The Commission decided to send an additional letter of formal notice to Romania for its failure to comply with EU rules on urban wastewater treatment (Council Directive 91/271/EEC) in large urban areas. Under the Directive, towns and cities are required to put in place the necessary infrastructure in order to collect and treat their urban wastewater. Untreated wastewater can put human health at risk and pollute lakes, rivers, soil, and coastal and groundwater.
According to the latest data provided by the Romanian authorities, while some large agglomerations have not ensured the adequate collection of urban wastewater, additional ones were found to be non-compliant.
188 large agglomerations still do not conform with the urban wastewater collection obligations under EU law, while 192 large agglomerations do not comply with secondary treatment obligations, and 193 large agglomerations with the strictest treatment.

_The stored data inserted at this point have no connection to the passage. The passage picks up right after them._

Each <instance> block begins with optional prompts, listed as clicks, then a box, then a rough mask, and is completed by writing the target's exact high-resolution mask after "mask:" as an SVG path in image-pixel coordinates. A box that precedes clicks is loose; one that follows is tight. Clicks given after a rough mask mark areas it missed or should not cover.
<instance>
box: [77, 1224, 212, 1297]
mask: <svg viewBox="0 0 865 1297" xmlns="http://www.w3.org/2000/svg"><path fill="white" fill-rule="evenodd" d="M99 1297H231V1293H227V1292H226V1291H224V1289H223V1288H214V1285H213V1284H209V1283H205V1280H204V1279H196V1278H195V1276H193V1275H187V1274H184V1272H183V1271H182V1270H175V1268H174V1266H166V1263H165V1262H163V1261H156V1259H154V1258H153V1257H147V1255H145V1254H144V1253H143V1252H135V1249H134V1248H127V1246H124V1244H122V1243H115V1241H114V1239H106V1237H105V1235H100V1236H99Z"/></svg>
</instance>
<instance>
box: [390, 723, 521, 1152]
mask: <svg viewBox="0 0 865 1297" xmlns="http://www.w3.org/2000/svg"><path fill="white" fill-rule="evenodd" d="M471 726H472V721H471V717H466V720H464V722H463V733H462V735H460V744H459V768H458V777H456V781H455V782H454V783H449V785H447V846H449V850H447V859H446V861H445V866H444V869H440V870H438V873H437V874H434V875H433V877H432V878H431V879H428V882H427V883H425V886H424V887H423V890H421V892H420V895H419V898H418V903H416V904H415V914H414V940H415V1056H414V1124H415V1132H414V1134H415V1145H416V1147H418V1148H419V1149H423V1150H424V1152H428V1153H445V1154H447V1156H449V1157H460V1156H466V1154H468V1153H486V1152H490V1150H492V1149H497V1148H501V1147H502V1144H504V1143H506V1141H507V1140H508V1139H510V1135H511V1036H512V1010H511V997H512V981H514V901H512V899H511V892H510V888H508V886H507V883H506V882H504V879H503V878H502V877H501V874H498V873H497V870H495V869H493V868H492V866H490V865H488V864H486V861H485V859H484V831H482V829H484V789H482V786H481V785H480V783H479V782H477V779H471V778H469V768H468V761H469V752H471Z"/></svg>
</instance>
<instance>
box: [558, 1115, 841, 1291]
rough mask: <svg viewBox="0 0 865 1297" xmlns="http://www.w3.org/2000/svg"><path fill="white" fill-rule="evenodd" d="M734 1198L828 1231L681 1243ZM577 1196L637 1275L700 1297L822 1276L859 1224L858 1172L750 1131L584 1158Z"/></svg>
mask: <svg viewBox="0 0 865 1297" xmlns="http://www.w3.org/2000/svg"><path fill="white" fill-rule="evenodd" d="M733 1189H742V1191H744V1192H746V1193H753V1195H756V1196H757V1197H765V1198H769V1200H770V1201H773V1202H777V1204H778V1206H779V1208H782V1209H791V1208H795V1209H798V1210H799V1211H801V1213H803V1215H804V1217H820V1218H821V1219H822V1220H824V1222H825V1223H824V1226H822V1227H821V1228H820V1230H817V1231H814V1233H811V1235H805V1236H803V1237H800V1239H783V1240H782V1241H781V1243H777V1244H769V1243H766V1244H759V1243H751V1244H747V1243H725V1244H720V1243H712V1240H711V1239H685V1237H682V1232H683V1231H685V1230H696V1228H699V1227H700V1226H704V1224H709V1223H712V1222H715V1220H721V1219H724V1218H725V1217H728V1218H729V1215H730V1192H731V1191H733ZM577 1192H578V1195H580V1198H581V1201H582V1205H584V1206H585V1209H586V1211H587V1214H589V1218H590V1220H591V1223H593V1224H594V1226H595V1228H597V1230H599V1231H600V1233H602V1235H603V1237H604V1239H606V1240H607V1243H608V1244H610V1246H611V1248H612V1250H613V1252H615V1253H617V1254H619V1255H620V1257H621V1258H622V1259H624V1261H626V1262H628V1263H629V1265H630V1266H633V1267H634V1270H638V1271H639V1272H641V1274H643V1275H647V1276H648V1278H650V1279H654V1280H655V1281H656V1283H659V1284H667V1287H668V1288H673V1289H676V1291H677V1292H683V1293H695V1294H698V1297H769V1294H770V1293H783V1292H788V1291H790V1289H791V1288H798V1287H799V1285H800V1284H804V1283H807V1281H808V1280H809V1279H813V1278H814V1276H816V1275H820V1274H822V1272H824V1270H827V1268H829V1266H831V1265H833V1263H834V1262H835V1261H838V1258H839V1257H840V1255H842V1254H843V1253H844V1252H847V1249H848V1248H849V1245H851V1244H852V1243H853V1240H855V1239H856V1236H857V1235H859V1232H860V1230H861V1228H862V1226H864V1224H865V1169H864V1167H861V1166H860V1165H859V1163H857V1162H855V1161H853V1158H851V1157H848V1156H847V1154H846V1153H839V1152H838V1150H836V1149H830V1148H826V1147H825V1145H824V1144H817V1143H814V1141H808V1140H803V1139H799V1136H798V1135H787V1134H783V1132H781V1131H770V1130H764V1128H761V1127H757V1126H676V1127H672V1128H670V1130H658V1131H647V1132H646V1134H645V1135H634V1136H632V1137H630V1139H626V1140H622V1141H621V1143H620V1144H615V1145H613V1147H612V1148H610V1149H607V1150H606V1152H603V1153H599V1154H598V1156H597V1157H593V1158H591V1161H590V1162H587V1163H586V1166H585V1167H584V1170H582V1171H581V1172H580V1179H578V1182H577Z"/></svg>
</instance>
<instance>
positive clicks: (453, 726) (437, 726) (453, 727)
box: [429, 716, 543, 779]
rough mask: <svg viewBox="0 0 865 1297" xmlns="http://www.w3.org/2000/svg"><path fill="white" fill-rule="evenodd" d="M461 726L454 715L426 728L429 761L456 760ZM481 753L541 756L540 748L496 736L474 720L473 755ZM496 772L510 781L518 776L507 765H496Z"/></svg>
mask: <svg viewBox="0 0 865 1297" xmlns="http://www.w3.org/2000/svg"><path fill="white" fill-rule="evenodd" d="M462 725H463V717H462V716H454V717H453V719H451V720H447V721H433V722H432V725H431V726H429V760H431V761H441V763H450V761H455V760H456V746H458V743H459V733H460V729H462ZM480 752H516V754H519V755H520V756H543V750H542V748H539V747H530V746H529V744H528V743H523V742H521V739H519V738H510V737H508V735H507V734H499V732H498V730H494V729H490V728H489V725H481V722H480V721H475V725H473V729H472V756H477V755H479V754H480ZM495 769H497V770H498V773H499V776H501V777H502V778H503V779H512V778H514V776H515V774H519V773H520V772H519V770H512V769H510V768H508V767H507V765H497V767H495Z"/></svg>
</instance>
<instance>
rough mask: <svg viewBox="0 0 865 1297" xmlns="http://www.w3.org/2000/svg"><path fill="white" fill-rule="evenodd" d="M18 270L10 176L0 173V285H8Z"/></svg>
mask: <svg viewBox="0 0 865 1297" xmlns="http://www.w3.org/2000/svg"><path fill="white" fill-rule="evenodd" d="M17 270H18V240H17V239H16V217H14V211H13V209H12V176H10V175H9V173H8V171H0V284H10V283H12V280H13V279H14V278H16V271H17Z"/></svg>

The Commission is urging Greece and Romania to adopt their National Air Pollution Control Programmes as required under Directive (EU) 2016/2284 on the reduction of national emissions of certain atmospheric pollutants. The Directive requires the Member States to draw up, adopt and implement national air pollution control programs in order to achieve levels of air quality that do not give rise to significant negative impacts on and risks to human health and the environment.
The Directive establishes emission reduction commitments for the Member States' anthropogenic atmospheric emissions with regard to various substances (sulfur dioxide, nitrogen oxides, non-methane volatile organic compounds, ammonia, and fine particulate matter (PM2,5). Emissions of those pollutants as well as their impacts must be monitored and reported.